Having identified her short- term goal as wanting to develop more creativity this year, Stemela studied the pool of available external mentors closely and recognised good potential to boost her ingenuity when she came across the credentials of Tanya Surtees.

Theatre maker, director, choreographer, educator and company director of Cape Town-based (and winner of two categories in this year’s Fleur du Cap Theatre Awards) theatre company From The Hip: Khulumakahle , Surtees is without a doubt a dynamo when it comes to creativity.

Not only has she produced award-winning visual theatre and successfully managed a theatre and education company since 2003, she is also pioneering theatre for deaf performers in SA.

But, as confident as Surtees justifiably is about her creative and entrepreneurial skills, she was not convinced at first that she was mentor material.

“I was concerned that, as an arts manager, I might not have the kinds of skills needed to mentor a young person who is ultimately going into a more science-based career path,” she says.

Surtees however, was soon assured that the mentoring process required by the fellowship programme has less to do with passing on specific career-related skills and more to do with guiding and assisting mentees to achieve the goals they have set for themselves throughout the year, be they academic, personal or professional.

Encouraged to examine what she might have to offer as a mentor, Surtees evaluated the many skills she has developed through her experiences in performing art and as an entrepreneur. The study provided consequential insight.

“I realised that while being an entrepreneur is hard, being an entrepreneur in the arts is very hard,” she says.

“More than any other industry, the arts has arguably the most resilient, economical, creative, and open-minded individuals who consistently produce magic against all odds.

“We, more than any other industry, know that to be successful you have to have your fingers in several pies concurrently, hone a variety of skills at once and keep a number of balls in the air simultaneously.

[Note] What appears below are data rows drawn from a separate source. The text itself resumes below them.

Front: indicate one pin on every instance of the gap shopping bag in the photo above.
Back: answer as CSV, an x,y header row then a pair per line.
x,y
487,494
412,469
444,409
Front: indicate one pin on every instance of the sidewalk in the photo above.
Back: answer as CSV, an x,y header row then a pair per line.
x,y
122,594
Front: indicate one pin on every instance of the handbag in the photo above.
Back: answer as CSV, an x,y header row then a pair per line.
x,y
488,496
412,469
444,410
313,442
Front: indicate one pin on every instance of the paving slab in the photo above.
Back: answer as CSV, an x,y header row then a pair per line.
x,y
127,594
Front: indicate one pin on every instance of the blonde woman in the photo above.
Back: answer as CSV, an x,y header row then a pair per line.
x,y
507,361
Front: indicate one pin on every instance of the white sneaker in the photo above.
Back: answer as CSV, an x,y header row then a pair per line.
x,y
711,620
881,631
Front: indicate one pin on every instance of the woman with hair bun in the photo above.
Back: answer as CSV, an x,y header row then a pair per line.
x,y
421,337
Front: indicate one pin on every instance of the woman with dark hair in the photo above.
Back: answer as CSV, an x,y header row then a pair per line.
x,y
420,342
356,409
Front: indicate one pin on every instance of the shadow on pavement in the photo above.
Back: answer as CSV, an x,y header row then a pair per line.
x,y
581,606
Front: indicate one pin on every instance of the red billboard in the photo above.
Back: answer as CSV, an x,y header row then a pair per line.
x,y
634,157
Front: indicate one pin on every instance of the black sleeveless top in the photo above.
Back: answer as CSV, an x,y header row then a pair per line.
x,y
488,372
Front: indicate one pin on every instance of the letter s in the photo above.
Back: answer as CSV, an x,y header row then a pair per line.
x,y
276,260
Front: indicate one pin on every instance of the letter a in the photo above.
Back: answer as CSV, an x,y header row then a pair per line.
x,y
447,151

“Quite simply, once you have worked successfully as an entrepreneur in the arts, you can master any field.”

Coincidentally, Surtees herself is a fellow of the John F Kennedy Centre of the Performing Arts in Washington.

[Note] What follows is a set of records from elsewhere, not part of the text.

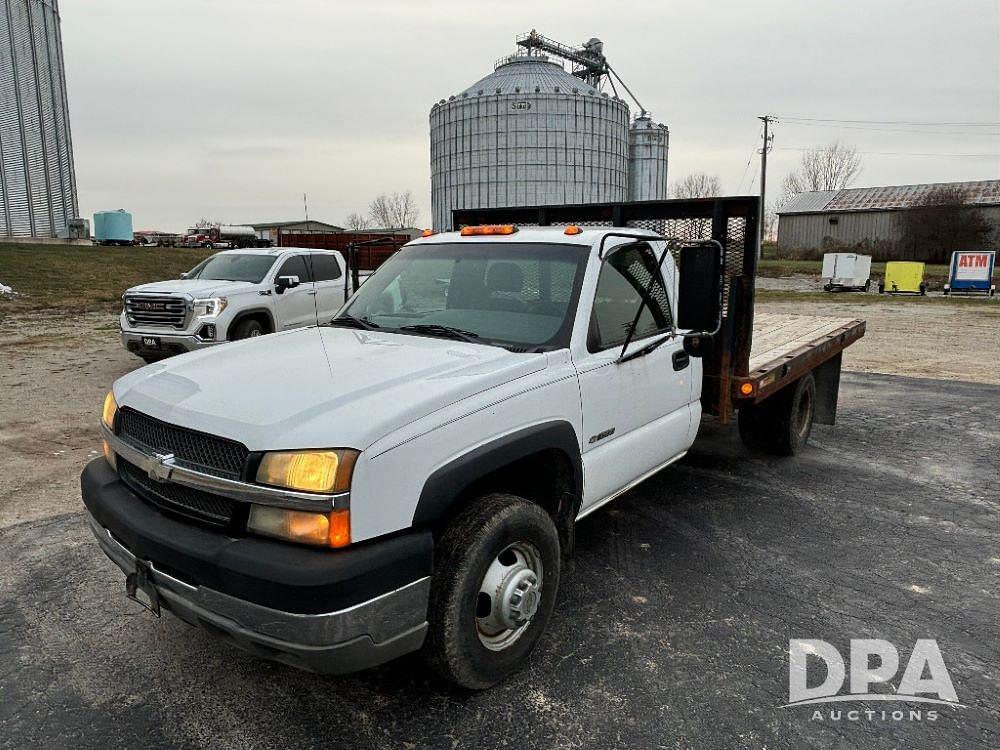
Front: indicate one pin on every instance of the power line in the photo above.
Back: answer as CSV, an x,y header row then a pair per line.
x,y
900,153
895,130
894,122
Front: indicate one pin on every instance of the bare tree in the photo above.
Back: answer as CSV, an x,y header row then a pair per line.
x,y
831,167
699,185
394,211
943,222
356,221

“I realised too, that I know, first hand, the kind of impact a successful mentoring process can have on your life and on your business,” she says.

“And I also acknowledged that there are few things more fulfilling than being a part of someone’s personal growth, development and ultimate success.”

So the stage was set for Surtees to assume the role of mentor to Stemela.

While mentor and mentee have a set of specific goals they aim to achieve during the year, Surtees says that, over and above those objectives, she would like to add to help Stemela build creativity by “igniting a passion in her to find the ‘play’ in everything she undertakes — because I believe that if there isn’t any enjoyment in what you are doing, you are doing the wrong thing”.

Art processes, says Naiman, help people develop fresh thinking through aesthetic ways of knowing, imagination, intuition, re-framing and exploring different perspectives.

They also help people learn to be comfortable with uncertainty, ambiguity and paradox. This provides a good foundation for creativity.

But Surtees hopes to expose her mentee to more than just the arts and the ways of an entrepreneur.

“I also hope to pass on anything that will enable Thembeka to avoid making mistakes where avoidable, learn from mistakes where possible and laugh at herself where appropriate,” she says.

“In addition, I hope to do some learning of my own. An important part of our everyday learning, whether centred around creativity or not, comes from the interactions we have with people, and as such, I believe I have as much to learn from Thembeka as she has to learn from me.”

Now that’s creative thinking. And, encouragingly, it does not come from a five-year-old.